The Kronos Quartet launched its three-year collaboration with the Yerba Buena Center for the Arts on Friday night with a two-hour program filled with politics. Of the five pieces, four were politically charged, from war in Iran to war in Vietnam, from the struggle for gay rights at home to the struggle for the sanctity.
First on the concert was Sahba Aminikia’s String Quartet No. 3: A Threnody for Those Who Remain, followed by Ingram Marshall’s Fog Tropes II, an arrangement he made for Kronos of his earlier brass sextet of the same title. Then an old Kronos collaborator, Aleksandra Vrebalov, was represented by spell no. 4, for a changing world. The last piece on the first half was All the Rage by Bob Ostertag, and the second half was occupied by Kronos' new staging of George Crumb's classic Vietnam memorial piece, Black Angels.

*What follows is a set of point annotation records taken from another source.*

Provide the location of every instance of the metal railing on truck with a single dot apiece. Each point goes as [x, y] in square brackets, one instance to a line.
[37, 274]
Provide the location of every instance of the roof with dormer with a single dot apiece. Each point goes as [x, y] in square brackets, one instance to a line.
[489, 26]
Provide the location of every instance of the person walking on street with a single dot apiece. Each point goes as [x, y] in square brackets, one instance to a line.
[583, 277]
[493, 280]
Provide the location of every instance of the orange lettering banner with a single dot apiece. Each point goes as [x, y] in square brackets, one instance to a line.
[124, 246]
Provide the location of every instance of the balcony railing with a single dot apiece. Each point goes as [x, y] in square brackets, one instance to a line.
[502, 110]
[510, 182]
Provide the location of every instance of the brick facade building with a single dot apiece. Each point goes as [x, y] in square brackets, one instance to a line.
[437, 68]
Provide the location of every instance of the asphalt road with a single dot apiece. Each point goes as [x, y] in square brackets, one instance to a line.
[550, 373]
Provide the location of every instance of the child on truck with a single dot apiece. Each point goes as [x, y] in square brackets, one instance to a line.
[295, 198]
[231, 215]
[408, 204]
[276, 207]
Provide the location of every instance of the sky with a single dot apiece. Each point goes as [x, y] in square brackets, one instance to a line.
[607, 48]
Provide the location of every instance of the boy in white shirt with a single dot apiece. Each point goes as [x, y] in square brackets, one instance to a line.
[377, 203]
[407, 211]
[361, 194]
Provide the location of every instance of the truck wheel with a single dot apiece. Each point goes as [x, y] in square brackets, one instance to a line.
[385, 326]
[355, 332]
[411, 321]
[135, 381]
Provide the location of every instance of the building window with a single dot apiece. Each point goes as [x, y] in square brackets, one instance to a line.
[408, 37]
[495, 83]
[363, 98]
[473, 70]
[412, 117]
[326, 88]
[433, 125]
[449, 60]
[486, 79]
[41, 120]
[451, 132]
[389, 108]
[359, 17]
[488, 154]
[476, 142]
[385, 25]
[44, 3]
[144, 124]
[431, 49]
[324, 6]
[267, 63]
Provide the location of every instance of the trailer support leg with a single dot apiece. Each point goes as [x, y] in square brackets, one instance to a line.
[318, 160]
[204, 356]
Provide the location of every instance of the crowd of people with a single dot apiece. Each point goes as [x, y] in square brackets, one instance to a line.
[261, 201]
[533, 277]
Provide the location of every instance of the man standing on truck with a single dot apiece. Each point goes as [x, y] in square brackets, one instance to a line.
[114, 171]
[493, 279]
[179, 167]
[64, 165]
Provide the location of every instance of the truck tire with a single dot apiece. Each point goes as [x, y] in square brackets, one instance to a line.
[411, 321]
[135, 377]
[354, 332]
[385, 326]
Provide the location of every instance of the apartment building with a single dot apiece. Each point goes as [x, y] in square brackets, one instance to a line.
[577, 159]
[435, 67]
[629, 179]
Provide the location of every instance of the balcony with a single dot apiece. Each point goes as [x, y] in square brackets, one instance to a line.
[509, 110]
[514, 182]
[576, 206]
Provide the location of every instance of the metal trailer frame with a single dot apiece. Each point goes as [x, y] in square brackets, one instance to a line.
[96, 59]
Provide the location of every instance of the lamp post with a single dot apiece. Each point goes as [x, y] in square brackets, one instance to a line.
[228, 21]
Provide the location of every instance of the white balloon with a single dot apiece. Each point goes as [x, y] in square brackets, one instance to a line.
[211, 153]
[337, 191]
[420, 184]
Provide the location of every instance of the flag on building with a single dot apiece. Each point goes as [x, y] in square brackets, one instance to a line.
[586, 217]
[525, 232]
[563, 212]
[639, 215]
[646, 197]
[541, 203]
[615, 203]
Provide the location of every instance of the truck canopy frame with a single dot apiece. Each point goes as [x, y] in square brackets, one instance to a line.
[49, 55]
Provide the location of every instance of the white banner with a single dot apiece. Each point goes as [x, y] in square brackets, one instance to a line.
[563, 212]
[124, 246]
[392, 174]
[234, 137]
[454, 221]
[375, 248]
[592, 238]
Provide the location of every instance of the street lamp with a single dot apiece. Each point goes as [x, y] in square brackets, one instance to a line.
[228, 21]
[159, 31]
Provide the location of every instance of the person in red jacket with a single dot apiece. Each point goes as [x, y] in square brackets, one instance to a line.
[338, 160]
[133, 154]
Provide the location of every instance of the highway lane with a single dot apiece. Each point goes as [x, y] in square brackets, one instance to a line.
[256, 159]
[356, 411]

Aminikia, a current student at the San Francisco Conservatory of Music, was co-commissioned to write his piece by Kronos and the YBCA. It was motivated by the loss of his father in a car crash in Tehran, and his return trip home. The first movement dealt with memories of his childhood during the Iran-Iraq War. The second confronted nightmares he had during his return trip, and the third reflects his stay in Tehran.

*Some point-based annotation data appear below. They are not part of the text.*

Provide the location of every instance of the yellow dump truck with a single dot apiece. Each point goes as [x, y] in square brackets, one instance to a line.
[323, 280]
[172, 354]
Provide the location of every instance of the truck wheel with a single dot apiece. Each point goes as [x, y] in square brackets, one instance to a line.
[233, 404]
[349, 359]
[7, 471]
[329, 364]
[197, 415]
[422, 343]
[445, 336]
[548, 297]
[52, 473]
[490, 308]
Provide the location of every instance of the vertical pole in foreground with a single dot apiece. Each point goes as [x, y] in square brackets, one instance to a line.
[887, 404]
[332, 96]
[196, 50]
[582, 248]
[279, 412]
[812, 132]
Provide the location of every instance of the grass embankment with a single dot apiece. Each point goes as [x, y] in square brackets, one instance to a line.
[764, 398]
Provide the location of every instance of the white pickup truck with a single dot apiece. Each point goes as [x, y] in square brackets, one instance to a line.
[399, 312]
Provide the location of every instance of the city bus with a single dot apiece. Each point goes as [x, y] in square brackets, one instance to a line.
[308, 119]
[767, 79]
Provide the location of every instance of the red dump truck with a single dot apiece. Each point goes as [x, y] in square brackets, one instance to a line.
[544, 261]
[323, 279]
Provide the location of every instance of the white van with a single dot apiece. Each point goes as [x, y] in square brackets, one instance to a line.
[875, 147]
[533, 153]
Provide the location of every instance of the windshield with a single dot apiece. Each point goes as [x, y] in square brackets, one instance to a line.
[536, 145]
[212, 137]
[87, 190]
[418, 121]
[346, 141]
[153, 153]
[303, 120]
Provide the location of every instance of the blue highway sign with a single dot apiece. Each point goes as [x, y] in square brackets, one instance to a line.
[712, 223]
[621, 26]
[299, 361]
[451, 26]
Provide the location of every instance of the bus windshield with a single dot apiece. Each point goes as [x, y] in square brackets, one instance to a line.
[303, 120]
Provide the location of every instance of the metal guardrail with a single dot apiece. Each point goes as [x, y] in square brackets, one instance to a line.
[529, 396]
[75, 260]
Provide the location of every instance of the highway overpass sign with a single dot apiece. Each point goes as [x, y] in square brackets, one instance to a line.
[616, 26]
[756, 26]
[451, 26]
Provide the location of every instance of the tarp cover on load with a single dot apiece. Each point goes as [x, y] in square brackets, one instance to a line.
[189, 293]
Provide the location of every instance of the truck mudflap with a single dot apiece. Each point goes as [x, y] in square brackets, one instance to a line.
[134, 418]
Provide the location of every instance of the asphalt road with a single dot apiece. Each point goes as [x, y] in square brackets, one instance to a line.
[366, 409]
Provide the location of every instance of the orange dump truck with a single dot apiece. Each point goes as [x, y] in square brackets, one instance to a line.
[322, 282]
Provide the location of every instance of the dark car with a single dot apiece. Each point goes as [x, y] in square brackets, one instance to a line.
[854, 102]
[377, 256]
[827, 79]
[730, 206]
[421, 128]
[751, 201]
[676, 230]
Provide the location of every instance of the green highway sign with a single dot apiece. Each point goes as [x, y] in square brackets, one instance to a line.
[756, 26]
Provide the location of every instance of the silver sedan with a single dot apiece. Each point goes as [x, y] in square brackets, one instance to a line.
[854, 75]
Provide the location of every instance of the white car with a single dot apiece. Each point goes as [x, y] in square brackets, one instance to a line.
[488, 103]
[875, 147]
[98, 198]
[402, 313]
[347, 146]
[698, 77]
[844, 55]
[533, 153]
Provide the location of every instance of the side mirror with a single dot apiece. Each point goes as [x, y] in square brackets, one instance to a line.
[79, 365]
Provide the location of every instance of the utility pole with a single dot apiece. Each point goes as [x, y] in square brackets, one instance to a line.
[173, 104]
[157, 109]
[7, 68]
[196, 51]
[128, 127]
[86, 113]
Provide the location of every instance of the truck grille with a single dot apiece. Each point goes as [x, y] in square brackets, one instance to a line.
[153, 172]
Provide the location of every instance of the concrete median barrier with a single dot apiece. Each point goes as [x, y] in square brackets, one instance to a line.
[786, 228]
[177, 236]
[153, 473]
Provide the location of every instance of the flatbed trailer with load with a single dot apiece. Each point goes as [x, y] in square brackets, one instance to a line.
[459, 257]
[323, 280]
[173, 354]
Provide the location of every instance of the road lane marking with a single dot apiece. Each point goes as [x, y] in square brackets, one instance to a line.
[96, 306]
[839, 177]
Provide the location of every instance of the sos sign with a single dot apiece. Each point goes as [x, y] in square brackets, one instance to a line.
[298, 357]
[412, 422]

The string writing was exquisite throughout, allowing Kronos to shine as an ensemble. Aminikia also used electronics (such as riot sounds and other aggressive sounds) to tell the story, but these were not well-integrated, musically. They told the political story, not the musical one about loss and grief.

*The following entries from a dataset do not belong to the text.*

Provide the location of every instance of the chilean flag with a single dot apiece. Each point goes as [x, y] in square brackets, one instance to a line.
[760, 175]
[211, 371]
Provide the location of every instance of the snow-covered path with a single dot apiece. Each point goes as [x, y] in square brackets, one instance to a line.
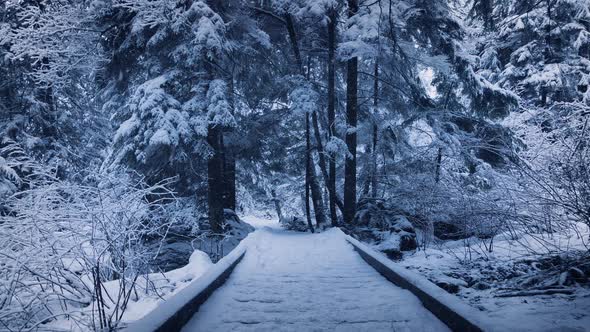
[309, 282]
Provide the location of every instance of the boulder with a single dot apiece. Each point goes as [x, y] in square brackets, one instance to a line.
[408, 242]
[448, 231]
[393, 254]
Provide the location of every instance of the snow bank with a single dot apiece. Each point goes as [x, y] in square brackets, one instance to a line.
[174, 312]
[456, 314]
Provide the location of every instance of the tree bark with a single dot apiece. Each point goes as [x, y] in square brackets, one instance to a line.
[322, 163]
[351, 136]
[332, 113]
[307, 177]
[215, 180]
[438, 162]
[374, 170]
[316, 193]
[229, 161]
[277, 204]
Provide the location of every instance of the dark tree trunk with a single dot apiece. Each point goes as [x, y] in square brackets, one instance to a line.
[374, 169]
[332, 113]
[277, 204]
[351, 136]
[322, 162]
[307, 177]
[215, 180]
[316, 192]
[438, 164]
[229, 161]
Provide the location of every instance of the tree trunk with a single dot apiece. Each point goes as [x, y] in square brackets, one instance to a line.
[316, 193]
[438, 162]
[332, 113]
[277, 204]
[215, 180]
[322, 163]
[374, 170]
[307, 180]
[229, 161]
[351, 136]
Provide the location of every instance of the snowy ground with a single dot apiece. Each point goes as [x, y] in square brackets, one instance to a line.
[556, 312]
[308, 282]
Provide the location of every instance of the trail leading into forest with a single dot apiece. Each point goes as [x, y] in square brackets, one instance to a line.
[309, 282]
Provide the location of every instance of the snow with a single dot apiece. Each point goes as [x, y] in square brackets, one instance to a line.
[169, 284]
[555, 312]
[173, 304]
[309, 282]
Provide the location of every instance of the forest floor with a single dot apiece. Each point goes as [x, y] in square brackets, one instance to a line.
[291, 281]
[502, 283]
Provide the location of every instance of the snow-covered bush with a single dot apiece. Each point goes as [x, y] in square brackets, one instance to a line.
[60, 241]
[555, 167]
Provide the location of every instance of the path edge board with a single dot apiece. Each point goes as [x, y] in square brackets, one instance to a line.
[173, 313]
[457, 315]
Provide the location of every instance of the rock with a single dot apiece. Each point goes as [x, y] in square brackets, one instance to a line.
[174, 252]
[393, 254]
[294, 223]
[576, 274]
[482, 285]
[448, 231]
[449, 287]
[408, 242]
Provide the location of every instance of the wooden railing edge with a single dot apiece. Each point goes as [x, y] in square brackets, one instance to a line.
[173, 313]
[452, 311]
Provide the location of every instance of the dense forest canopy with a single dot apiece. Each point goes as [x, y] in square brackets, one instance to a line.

Marshall’s original Fog Tropes flawlessly integrates the sounds of the San Francisco Bay Area, particularly the foghorns, with the brass quintet, so much so that it is hard to tell where the instruments begin and the electronics end. Fog Tropes II, surprisingly, accomplished a similar feat. The string quartet version never felt like a failed brass sextet; instead it fleshed out its own sound world, and found its own way of meshing with the fog horns and sea gulls. Perhaps because it was devoid of politics and instead dealt with a world I was familiar with, it managed to perform music’s most sacred act and sensitized me to the world I live in.
Charm of Possibilities
Vrebalov's spell no. 4, for a changing world was written as a birthday present for David Harrington, of Kronos. It opened up a soundscape that was bizarrely haunting and beautiful. The instruments stayed primarily in a higher register, and were balanced against electronic sounds of shells and broken glass. The constant crunch of the electronics served as an excellent counterbalance for the string players’ fluid effects. The real breakthrough in the piece, though, was Vrebalov’s incorporation of a choral piece she had written 20 years ago. As this peaceful chorale came in, the electronic sounds and the string quartet maintained their presence, allowing the choral piece to be not so much a resolution, as the possibility of one.
Ostertag's All the Rage was, according to the composer, “developed from a recording I made of a riot in San Francisco in October, 1991, which followed California Governor Pete Wilson’s veto of a bill to protect gays and lesbians from discrimination.” The libretto, by Sara Miles, read aggressively by Eric Gupton, includes lines like “a guy drives by with a semiautomatic rifle and opens fire, screaming, 'Faggots die.'” “The first time someone really tries to kill me. With a knife like they tried to kill Julio, a baseball bat like they did Jo, a bottle like Vickie, a two by four like Matt, a fist a fist a fist a foot and a fist.”
The most interesting musical detail was the cello matching the vocal inflections from the narration. It was a bizarre and incredibly engaging modernization of Steve Reich’s Different Trains (in which a similar technique is used, but with much shorter and more clearly musical phrases). The string quartet itself was incorporated seamlessly into the texture — expanding the electronic sounds of the riot with strings gone wild and firing off, imitating shouts, breaking glass, and chants from the crowd.
In the scores of his pieces, Crumb famously incorporated mild optional stage directions. The idea has come round again, with a gaggle of new music ensembles that do it, like Eighth Blackbird and Alarm Will Sound.
While the music and performance of Black Angels was spectacular, the staging itself was less so. The performers stood equidistant from each other, and came together whenever they had matching musical material. Since the material primarily changes hands between movements, instead of dynamic choreography during sections we saw awkward bumbling between sections, an unnecessary distraction. When the instruments were not being played, they were suspended from wires in midair. While the visual image was cool, the act of getting them there was laborious, and once there, the instruments swayed. The other grand staging idea was to have the wine glasses that are used later in the piece covered and then dramatically revealed and suddenly illuminated, a gesture that was cheap theatrics.
If your eyes were closed, or were not distracted by the staging, this performance was musically stellar. Every passage bit or purred as it should, shouts of numbers in various languages came across as the curses and railings of men turned mad. The wine glass music was flawlessly reflective of heaven, with the cello’s half-melodic tunes struggling in vain to reach it. We end, as is common with Crumb, not with transcendence or with damnation, but with striving.